Theoretically, the distance between two log-landings should not be less than the Optimum Distance among roads. This definition can be used as a reference for the allocation of patios since the log grouping can deface certain points or add others. However, it helps to optimize the log skid and, consequently, reduce logging costs [19].

The final road density of a road network is correlated with the means of production used in the logging operations; subjectively, the higher the road density, the lower the average skid distance. Finally, what is more relevant is the sum of road construction costs and extraction costs, always seeking to opt for the minimum total cost and lesser environmental disturbances [34].

In Figure 13, the intersections between the blue line (extraction cost) and the orange line (cost of roads), as well as the intersection between the blue line (extraction cost) with the gray line (cost of environmental degradation), are the maximum densities tolerated; after these points, the economic and environmental impact is greater than the amount of roads required. The line crossing can be interpreted as the technical definition, and the overall cost as the economic definition for road planning. The overall cost analysis also indicates that the optimal road density is 12.1 m/ha (Figure 13), considering the cost of extraction and environmental impacts (cost of degradation) by comparing the modifications in logging infrastructure and their effects on the forest.

5. Conclusions

Road construction using theoretical models, as analyzed in this study, showed higher lengths than the roads field-implemented by the concessionaire timber company in the Caxiuanã National Forest, state of Pará, Brazil. However, the road networks designed by the models showed a potential to cause fewer forest impacts and disturbances by not affecting any Permanent Protection Areas in the study site, keeping the construction cost at values close to the field-implemented ones and optimizing the track location in the field.
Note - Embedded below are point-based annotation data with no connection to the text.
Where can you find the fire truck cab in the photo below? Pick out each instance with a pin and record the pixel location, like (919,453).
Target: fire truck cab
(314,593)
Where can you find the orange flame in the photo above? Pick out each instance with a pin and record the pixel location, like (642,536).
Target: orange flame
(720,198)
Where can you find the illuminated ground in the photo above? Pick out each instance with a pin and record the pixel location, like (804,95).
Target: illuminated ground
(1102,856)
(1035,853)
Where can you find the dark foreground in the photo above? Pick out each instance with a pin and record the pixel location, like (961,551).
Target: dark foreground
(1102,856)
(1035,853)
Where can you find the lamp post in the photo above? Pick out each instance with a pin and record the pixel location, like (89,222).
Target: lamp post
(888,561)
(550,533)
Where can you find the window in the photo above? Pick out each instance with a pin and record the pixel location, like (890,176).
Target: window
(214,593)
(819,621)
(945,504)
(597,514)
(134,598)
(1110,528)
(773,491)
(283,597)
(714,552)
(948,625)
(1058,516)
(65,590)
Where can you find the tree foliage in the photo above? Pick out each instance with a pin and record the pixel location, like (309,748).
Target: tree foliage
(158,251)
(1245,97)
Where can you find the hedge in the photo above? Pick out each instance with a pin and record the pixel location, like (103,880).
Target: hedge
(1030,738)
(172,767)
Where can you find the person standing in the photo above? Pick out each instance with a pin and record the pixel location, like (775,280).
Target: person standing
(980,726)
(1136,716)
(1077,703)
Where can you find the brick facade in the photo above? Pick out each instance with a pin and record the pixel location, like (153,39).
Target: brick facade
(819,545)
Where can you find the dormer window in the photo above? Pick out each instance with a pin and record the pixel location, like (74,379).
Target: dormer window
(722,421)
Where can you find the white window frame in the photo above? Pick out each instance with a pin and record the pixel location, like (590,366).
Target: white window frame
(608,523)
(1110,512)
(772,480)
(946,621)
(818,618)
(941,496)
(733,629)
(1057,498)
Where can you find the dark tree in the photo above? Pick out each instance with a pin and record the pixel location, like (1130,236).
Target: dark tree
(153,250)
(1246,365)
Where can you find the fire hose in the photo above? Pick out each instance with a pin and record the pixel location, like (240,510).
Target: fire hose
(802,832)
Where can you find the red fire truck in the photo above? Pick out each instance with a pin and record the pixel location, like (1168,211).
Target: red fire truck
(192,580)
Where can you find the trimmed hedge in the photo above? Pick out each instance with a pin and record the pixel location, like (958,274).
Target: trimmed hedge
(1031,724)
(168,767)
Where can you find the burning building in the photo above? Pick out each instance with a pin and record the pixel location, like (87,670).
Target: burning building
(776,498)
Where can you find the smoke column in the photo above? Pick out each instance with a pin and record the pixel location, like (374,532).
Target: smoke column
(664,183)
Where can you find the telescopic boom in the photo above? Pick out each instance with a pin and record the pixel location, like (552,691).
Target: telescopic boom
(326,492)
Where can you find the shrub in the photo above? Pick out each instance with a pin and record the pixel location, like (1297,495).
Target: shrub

The Tomlin model showed the best economic and environmental performance in modeling road density and allocation in the study area. By analyzing the models based on the trees as the destination, we observed that neither the Minimum Spanning Tree nor the Tomlin modeling approaches performed well when considering the length of the skid trails, with solutions apparently economically unfeasible considering the pattern of high-density roads compared with those effectively constructed in the study area. Processing capability was also an important constraint when using trees as the destination. As for road density costs, the infrastructure field-implemented by the timber company showed the best results for the three APUs in the study site.

We strongly recommend using the Tomlin modeling approach for the main forest road modeling and, subsequently, applying the penultimate iteration of Tomlin as the source and running the data again using the Minimum Spanning Tree to delineate the secondary roads. For best results, we recommend using the log-landings instead of commercial trees as the final destinations in this modeling approach.

By developing road planning using the modeling that showed better results in this analysis, we also introduced an advantage of geoprocessing to support forest management planning. The Tomlin model proved to be feasible and useful to plan the Annual Operational Plan in forest management in tropical forests. Finally, based on our results, we conclude that Minimum Spanning Tree modeling can be successfully applied to outline skid trails in the study site.

Opportunities for future studies include utilizing larger forest datasets to assess the geoprocessing capabilities of the Python script using ArcPro’s libraries. Additionally, it would be interesting to test the proposed modeling approaches in more heterogeneous study areas.